The Balletta Bulldog

Russian (St. Petersburg)
about 1905
Workshop of Peter Carl Fabergé (Russian, 1846–1920)

Object Place: Europe, St. Petersburg, Russia


8.9 x 2.7 x 11.6 cm (3 1/2 x 1 1/16 x 4 9/16 in.)

Accession Number


Medium or Technique

Gold, silver, agate, diamond and ruby

Not On View


Europe, Jewelry


Jewelry / Adornment

Lapidary artists in the Fabergé workshops employed a wide range of semi-precious stones to create exquisitely carved animal sculptures. Their selection, and the manner in which the stones were employed, depended upon the design and in many cases imitated patterns and hues found in nature. Some of the animals, including this bulldog, were actual portraits of living creatures that were prized pets. Both the name and address of the dog represented here (Cody, Av. Bosquet 9) are inscribed on an applied gold plaque secured to the dog’s bejeweled collar. This ornament also features a diamond-studded buckle, a polished gold bell in the front, and a ring at the back for a leash. Cody’s arresting eyes are cabochon rubies set in gold and his body is made of tan-colored agate. The ears are slightly darker in color and the skin folds, fur, and posture are highly naturalistic.

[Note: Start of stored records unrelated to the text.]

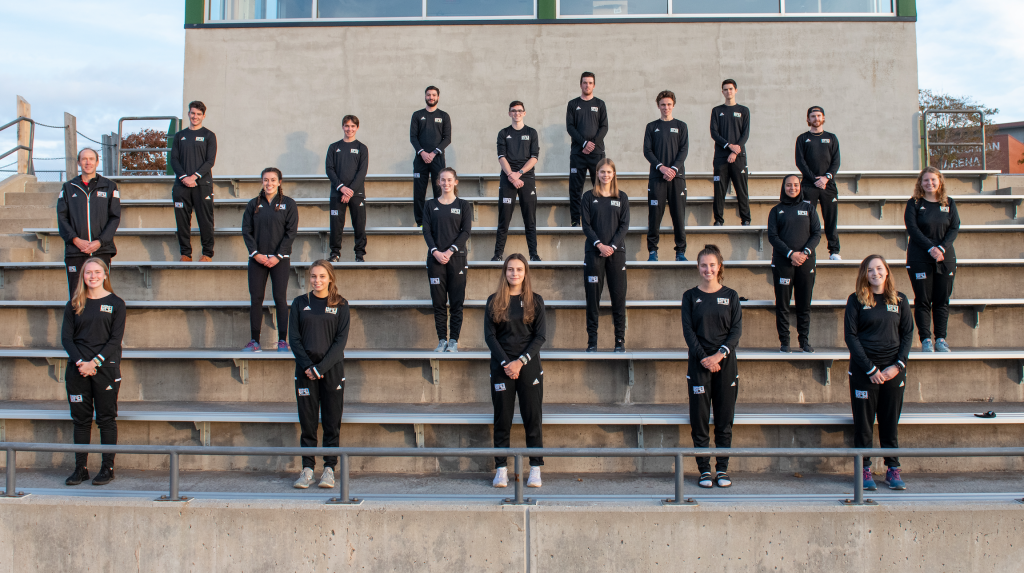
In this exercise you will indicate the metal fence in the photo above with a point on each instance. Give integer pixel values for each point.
(174, 452)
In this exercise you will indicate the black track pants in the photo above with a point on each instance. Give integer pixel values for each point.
(73, 263)
(828, 199)
(357, 207)
(662, 193)
(93, 394)
(421, 172)
(200, 200)
(529, 388)
(596, 268)
(736, 173)
(448, 293)
(790, 279)
(713, 392)
(884, 400)
(932, 288)
(316, 398)
(580, 164)
(507, 194)
(257, 289)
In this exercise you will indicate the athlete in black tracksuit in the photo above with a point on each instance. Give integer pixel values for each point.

The sculpture of Cody was a gift to actress Elizabeth Balleta from Grand Duke Alexei Alexandrovich, son of Alexander II and a high admiral in the Russian Imperial fleet. Ms. Balleta, who performed for many years at the Imperial Theater in St. Petersburg, was a favorite of the Grand Duke who often purchased gifts for her from Fabergé and Cartier. After twenty-five years of acting, she settled in Paris at Avenue Bosquet 9.

Many of Fabergé’s carved animals were made in Idar-Oberstein, Germany and at the Imperial Peterhof Lapidary Works in St. Petersburg. After 1908, with the arrival of such lapidary artisans P. Kremlev and P. Derbyshev, the firm produced its own works in hard stones.

Lapidary artists in the Fabergé workshops created exquisitely carved animal sculptures from a wide range of semiprecious stones, matching the natural color and inclusions of particular gems with their designs.1 Some of the sculptures were portraits of prized pets. This highly naturalistic carved agate bulldog has his name and address—”Cody, Av. Bosquet 9”—engraved on a plaque soldered to his jeweled collar. The neck ornament also features a diamond-studded buckle, a polished gold bell, and a ring at the back for a leash. The dog’s arresting eyes are cabochon rubies set in gold.2
Yvonne J. Markowitz, “The Balletta Bulldog” in Artful Adornments: Jewelry from the Museum of Fine Arts, Boston by Yvonne J. Markowitz (Boston: MFA Publications, 2011), 93.


Collar inscribed: "Cody, Av. Bosquet 9."


About 1905, commissioned by Grand Duke Alexei Alexandrovich (b. 1850 - d. 1908) for Elizabeth Balletta, Paris [see note 1]. 1949, with Wartski, London. Sold by Robert Smith, Washington, DC, to Sidney A. Levine, Melrose, MA; June 28, 1979, consigned by Dr. Levine for sale, Sotheby Parke-Bernet, New York, lot 405, unsold; 1980, year-end gift of Sidney A. Levine to the MFA. (Accession Date: January 14, 1981)

[1] Modelled after her bulldog, Cody.